During the entire period of our rule in the territories, we have destroyed the existing leadership, which led to the rise of more extreme leaders. We destroyed the Palestinian Authority and Yasser Arafat, who had agreed to a two-state solution and was capable of "delivering the goods." And we brought about Hamas' seizure of the Gaza Strip. Now we are cultivating the third stage: Al-Qaida.

That's because on our side people don't want to understand that when the oppression increases and there is nothing to lose, the adversary doesn't surrender and grovel. Just the opposite. He becomes more radical. Hate wins out and the desire for revenge becomes the only hope. So when poverty in Gaza increases and unemployment is on the rise, Al-Qaida will take control. It will happen either in a coup or through elections, and we will long for that terrible Hamas.

The Gaza withdrawal was the right decision. It relieved us of a huge burden and could have been a significant step leading to a permanent peace agreement. But the withdrawal was wasted because we carried it out negligently and poorly.
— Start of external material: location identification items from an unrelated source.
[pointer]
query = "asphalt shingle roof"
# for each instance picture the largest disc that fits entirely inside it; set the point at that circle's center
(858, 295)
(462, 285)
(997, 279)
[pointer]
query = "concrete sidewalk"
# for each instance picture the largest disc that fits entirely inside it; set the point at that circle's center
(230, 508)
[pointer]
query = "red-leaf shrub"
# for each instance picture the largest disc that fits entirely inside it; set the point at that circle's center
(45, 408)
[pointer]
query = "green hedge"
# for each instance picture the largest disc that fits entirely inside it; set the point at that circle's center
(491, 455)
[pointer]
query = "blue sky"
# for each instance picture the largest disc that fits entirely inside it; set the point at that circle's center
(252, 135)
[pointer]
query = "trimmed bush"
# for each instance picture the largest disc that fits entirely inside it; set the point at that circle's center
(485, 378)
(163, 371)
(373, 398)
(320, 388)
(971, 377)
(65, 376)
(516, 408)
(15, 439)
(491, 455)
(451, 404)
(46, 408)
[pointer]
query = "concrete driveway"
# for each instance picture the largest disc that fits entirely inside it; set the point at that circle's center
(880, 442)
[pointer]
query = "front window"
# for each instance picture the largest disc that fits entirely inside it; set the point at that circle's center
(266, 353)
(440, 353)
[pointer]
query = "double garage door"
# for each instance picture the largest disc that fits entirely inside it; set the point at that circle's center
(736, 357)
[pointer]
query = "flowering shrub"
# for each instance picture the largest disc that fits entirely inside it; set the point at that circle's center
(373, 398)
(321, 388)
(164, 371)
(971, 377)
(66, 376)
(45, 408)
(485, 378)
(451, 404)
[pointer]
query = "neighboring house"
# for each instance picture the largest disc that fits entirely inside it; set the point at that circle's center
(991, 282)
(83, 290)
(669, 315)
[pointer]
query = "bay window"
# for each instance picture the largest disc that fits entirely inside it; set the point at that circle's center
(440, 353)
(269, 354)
But maybe all this was planned in advance, because when Al-Qaida people from Pakistan and Afghanistan take over Gaza, we will be able to say with full confidence that there is no one to talk to. Then we can live by the sword until the end of days, because, in the words attributed to early Zionist leader Yosef Trumpeldor, "it's good to die for our country."
The parallels between Israeli policy toward Palestine and Israeli policy toward Iran are mind-boggling: the empowerment of extremism blindly used to justify more of the same in an endless insistence on lifting stones and dropping them on one's own feet.